Monday, October 27, 2008

Election Prediction, No Personal Pick

I meant to get to this last week so here it is- To get it down in writing, I think Obama will win the election. I've been wrong before, notably when I predicted Hillary Clinton would be our next president, but that's only because I didn't imagine the Obama phenomenon reaching the heights it did. That same phenomenon is not going to get Obama elected and has probably cost him slightly in the general election. The groundswell of popular support certainly propelled the candidate of change above and beyond Hillary Clinton, but the same cult-like adoration has been off putting to some middle of the road voters. If Clinton had managed to win the Democratic nod, I think she would be even better positioned than Obama to win in November, but past is past.

Obama will win not because of anything he did or didn't do, but because like John Kerry and other losers before him, John McCain has failed to present a coherent campaign message and failed to reassure Americans about what a John McCain presidency would be. It just seems to me that the rhetoric coming from the McCain campaign since the financial crisis has been inconsistent, if not incoherent. All the talk of tax cuts and spending freezes seem hollow coming from a man who told us that we needed the 800 billion dollar bailout and who still tells us we need to bail out individual defaulting homeowners.

I really did want to come out and support Obama, at least in the same way I had leaned Bush in 2000 and 2004, but Obama's talking points the past month drifted far too much to the economic left for my likening, particularly coming from such an unknown quantity. I just can't do it. I just hope, hope, hope that he isn't as bad as his critics make him out to be.

5 Comments:

Anonymous Anonymous said...

While I've defended McCain, I always understood your issues with him. I get why you don't like him even if I disagree.

I'll never comprehend how you grasped at and at times almost contrived some of the flimsiest notions that Barack Obama would be a good president. The man has been an anti-capitalism leftist his entire freaking life until he reinvented himself into whatever the electorate favored in the dem primary and then reinvented himself again in the general election. To believe in Obama the moderate takes an unbelievable leap of faith and a complete ignorance of the time-tested fact that you are who you surround yourself with and that your actions speak louder than words(especially when the orator is among the most gifted in the world).

He failed spectacularly with the surge (possibly the most important foregin policy development since WW2), not simply by opposing it, but by refusing to acknowledge its success. I could go on and on about how his response to the invasion of Georgia (a country who fought w/ us in Iraq, who was invaded by a country who fought us at the UN leading up to the war) lets all our allies around the world know that you cannot trust an Obama administration to have your back.

As if Obama himself wouldn't be enough, he would be inheriting a congress dominated by pelosi, reid and frank.

Barack Obama is the man he was until he was 45 years old, not what he has presented magnificently in his last two years.
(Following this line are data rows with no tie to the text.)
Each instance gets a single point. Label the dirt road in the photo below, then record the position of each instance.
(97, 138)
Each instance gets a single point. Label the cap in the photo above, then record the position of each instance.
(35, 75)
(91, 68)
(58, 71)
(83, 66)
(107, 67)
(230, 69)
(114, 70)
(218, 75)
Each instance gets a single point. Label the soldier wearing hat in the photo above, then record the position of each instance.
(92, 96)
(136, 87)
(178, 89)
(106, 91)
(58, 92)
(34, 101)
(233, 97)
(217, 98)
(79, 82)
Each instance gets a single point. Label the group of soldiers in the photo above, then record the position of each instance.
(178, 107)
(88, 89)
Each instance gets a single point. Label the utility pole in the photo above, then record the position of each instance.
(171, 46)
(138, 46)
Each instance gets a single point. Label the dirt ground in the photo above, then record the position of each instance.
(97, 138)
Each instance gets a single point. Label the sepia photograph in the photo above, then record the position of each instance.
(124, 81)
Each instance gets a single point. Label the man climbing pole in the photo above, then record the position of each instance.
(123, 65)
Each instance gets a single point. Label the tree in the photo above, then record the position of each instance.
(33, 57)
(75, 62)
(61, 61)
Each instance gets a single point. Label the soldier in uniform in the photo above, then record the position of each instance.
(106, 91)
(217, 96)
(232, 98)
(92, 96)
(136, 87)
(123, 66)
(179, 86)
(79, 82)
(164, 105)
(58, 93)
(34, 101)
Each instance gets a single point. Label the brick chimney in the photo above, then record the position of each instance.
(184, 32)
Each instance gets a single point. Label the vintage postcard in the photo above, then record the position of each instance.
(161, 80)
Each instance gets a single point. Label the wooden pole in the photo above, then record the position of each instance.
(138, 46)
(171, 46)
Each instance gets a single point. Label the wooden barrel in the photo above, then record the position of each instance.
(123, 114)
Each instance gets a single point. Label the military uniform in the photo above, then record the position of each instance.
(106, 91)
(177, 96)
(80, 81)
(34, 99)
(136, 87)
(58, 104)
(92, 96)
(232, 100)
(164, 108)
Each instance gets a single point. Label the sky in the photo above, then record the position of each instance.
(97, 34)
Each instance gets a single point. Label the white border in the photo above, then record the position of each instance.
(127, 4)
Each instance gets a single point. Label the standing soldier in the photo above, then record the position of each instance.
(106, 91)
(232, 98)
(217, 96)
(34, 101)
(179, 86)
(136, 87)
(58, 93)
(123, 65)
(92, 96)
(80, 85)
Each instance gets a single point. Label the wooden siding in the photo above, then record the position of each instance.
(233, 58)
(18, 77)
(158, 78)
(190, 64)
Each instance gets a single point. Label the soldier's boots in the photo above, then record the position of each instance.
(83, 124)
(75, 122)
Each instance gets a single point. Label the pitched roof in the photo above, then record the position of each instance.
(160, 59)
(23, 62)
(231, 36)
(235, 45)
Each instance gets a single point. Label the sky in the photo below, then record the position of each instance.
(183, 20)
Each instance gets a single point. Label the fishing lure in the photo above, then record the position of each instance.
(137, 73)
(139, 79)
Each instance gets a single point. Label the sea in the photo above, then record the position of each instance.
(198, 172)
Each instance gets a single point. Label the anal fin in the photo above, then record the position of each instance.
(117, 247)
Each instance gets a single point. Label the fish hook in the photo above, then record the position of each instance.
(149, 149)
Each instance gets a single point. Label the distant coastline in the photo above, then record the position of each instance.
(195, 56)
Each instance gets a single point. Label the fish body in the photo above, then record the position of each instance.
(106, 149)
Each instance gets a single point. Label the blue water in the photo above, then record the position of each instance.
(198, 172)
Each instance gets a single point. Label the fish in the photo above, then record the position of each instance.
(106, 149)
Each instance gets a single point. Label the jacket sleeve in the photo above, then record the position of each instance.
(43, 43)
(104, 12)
Why do we judge the most gifted orator in the world on his words when he has a record, a lifetime, that so solidly defines what he is...a big government, big entitlement, anti-capitalism, blame america first, inexperienced LIBERAL.

3:28 PM  
Blogger lonely libertarian said...

I'm always a bit perplexed that the claim that Obama is a no-doubt-about-it left of Jimmy Carter-style liberal while at the same time being far too inexperienced to run the nation's foreign policy.

I just don't see much of a record on anything when it comes to Obama, certainly not one that would make me assume anything drastic about the man. If you want to make the case that he's run in intellectually liberal circles, that's fine, but so did Bill Clinton in his youth and he turned out to be a rather moderate leader.

Barack Obama's political career has always seemed to be me about personal ambition that ideology- He's like McCain in that record, but McCain at least has a long record for me to judge and reject him on.

I don't like a lot of what I hear from Obama, but the truth is, I have no idea what sort of president the man will be.

One thing I do know is that presidential administrations can often times defy logic on domestic policy. As I've noted before, that's why any number of massive government programs have come from Republican administrations, while notable free market, limited government moves have come from Democratic ones. In a way, it's that history that gives me the hope that an Obama administration won't be so bad.

3:52 PM  
Anonymous Anonymous said...

Well, again, that's amazing to me, your view of Obama that is. You generally make a lot of sense and sometimes you provoke me to think about things differently, but in this case all I can say is I don't get it. Or I should say you don't get it. I don't really know what to make of it either. We'll see what happens.

5:51 PM  
Blogger lonely libertarian said...

“I don’t vote Republican or Democrat. Choosing is a sin so I always just write in the Lord’s name!” - Kenneth (30 Rock)

11:12 PM  
Anonymous Anonymous said...

Actually that's Republican...we count those.